Malformed records are logged to ingest_errors and skipped. This prevents pipeline stalls but can hide upstream regressions if error rates are not observed. Operational policy should treat increasing ingest_errors as a schema drift signal requiring normalization updates, not as harmless noise. ingestor.rs:L648 001_schema.sql:L80

During prolonged ClickHouse outages, in-memory buffers can grow because failed flushes keep data resident. The system does not currently implement disk-backed queue spill or adaptive throttling. For heavy ingestion workloads, this is the primary known limitation and should inform incident response: restore DB availability quickly or temporarily reduce input rate. ingestor.rs:L512 clickhouse.rs:L62

Tuning and Extension Guidance¶

When tuning throughput, change one parameter class at a time and observe heartbeats and lag indicators. Typical order is: increase max_file_workers, then batch_size, then adjust flush_interval_seconds, then revisit max_inflight_batches.
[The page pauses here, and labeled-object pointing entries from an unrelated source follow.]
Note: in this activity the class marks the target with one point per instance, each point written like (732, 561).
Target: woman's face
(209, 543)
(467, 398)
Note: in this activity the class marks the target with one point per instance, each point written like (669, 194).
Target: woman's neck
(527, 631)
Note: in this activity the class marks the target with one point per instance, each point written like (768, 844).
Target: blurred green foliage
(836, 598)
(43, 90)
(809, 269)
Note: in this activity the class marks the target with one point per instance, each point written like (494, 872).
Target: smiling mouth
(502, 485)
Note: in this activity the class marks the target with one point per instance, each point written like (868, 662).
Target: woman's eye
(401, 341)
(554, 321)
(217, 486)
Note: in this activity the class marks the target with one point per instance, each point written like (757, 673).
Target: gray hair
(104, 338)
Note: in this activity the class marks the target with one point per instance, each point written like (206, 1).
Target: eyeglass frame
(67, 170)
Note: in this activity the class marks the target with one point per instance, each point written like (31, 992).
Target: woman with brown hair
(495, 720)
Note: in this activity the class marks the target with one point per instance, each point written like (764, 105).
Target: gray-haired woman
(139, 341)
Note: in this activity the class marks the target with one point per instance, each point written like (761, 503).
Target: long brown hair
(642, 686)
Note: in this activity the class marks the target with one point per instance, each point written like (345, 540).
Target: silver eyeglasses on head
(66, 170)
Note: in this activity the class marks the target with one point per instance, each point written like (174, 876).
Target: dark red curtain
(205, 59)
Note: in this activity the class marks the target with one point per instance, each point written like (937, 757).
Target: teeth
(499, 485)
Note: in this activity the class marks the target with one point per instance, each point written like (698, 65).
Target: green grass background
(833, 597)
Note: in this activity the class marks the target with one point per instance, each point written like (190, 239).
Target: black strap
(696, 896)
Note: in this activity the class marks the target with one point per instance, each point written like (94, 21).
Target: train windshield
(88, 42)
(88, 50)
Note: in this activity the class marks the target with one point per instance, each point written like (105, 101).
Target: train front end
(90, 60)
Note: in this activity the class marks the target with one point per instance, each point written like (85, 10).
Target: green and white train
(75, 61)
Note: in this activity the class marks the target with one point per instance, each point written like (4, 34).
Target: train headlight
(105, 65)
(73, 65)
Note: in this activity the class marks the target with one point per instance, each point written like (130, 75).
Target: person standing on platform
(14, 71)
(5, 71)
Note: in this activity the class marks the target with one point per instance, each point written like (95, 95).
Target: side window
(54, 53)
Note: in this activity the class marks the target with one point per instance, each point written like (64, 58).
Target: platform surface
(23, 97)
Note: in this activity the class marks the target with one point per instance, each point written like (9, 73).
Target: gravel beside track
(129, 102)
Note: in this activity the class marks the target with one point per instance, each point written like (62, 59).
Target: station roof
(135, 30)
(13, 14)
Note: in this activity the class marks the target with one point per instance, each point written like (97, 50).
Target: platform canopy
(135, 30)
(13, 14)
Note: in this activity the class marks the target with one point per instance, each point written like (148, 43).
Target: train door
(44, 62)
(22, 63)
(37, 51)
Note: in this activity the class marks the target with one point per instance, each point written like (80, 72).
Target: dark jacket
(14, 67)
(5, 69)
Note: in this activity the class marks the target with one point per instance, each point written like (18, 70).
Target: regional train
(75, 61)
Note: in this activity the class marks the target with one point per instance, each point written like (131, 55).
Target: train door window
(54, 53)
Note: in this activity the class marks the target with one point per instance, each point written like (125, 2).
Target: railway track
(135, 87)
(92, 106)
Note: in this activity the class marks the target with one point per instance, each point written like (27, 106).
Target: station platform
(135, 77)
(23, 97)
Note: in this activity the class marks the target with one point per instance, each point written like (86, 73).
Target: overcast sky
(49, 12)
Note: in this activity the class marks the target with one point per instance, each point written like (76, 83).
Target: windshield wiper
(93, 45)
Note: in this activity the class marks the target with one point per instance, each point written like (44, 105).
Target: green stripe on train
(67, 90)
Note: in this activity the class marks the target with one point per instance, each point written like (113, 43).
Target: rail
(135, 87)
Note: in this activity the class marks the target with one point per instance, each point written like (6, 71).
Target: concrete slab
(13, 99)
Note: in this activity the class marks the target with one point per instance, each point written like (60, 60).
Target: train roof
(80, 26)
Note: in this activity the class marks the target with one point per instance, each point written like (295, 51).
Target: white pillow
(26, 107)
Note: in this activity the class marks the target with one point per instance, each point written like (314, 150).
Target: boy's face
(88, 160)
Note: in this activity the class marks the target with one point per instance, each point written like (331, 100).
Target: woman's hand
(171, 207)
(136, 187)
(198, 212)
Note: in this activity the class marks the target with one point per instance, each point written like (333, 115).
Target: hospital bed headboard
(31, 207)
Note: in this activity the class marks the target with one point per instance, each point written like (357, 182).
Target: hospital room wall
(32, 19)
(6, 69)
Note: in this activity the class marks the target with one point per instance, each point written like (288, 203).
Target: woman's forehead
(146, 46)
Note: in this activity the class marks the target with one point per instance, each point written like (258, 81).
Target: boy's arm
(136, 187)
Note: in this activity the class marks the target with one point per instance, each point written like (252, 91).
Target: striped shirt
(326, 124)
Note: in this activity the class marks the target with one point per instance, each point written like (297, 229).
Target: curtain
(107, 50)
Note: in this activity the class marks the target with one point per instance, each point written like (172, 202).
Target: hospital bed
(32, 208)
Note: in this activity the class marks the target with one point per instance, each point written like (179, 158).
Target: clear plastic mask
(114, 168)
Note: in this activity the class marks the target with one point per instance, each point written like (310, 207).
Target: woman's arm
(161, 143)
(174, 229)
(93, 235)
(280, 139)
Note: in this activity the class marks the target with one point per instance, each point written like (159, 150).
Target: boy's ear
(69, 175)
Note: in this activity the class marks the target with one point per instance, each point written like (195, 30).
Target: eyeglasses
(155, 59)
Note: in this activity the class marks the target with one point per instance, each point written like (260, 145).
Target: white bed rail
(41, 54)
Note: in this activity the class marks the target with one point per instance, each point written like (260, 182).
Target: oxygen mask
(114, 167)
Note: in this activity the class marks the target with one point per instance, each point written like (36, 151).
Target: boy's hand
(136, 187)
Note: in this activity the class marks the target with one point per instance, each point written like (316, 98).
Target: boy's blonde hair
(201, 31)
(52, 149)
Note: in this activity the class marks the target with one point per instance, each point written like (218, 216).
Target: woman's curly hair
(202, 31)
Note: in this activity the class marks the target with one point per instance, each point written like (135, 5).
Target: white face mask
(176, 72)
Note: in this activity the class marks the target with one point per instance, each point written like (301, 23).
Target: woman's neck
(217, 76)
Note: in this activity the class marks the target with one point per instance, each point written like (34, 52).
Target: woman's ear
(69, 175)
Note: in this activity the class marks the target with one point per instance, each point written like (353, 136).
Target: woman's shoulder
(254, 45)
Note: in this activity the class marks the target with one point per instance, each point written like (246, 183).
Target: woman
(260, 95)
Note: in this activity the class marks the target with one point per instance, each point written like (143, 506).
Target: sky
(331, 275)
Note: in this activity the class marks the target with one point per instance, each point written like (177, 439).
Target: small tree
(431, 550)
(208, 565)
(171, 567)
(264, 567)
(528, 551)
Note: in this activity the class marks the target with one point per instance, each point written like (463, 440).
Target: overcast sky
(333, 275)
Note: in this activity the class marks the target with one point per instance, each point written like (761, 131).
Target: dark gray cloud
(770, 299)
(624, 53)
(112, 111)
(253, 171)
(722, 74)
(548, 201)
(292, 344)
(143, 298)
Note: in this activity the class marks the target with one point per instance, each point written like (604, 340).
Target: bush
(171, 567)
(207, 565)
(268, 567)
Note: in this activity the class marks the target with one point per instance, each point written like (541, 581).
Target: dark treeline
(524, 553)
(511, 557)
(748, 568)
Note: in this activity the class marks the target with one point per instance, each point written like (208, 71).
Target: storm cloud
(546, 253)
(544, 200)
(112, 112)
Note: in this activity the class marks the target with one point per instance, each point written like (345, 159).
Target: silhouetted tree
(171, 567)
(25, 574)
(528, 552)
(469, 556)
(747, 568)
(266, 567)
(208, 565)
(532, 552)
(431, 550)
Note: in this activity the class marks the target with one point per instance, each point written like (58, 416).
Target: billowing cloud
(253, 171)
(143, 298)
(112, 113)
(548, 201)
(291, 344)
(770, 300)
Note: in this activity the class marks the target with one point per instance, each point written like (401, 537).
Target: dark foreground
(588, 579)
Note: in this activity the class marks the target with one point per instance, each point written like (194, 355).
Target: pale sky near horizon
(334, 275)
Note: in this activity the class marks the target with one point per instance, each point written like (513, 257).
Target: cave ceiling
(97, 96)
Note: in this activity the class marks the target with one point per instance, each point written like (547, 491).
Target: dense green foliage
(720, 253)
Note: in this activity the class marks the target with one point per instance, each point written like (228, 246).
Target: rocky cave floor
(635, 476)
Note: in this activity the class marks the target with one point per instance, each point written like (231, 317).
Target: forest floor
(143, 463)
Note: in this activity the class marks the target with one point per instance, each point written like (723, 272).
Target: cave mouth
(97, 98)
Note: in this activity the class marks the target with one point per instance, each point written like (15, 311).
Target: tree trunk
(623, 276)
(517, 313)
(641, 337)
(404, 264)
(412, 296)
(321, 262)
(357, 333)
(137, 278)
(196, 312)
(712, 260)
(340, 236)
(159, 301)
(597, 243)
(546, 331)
Simultaneous broad changes make causal attribution impossible under bursty append traffic. moraine.toml:L11-12 moraine.toml:L15-16 003_ingest_heartbeats.sql:L5

When adding new event payload shapes, extend normalize_record rather than branching downstream SQL to interpret raw payload blobs. Canonical field population is the contract boundary; if it weakens, retrieval and analytics logic accumulate format-specific conditionals and eventually diverge. Every new branch should preserve source coordinates, deterministic UID behavior, and payload JSON preservation semantics. normalize.rs:L157 normalize.rs:L177 normalize.rs:L336

When changing extraction or token-usage capture, verify impacts in both canonical tables and search projections. Search materialized views depend on non-empty text_content; extraction regressions directly reduce recall and can appear as retrieval quality failures rather than ingestion incidents. This coupling is subtle and should be tested explicitly after normalization edits. 004_search_index.sql:L53 004_search_index.sql:L80 normalize.rs:L651

The implementation is intentionally explicit. Preserve that property when extending the service.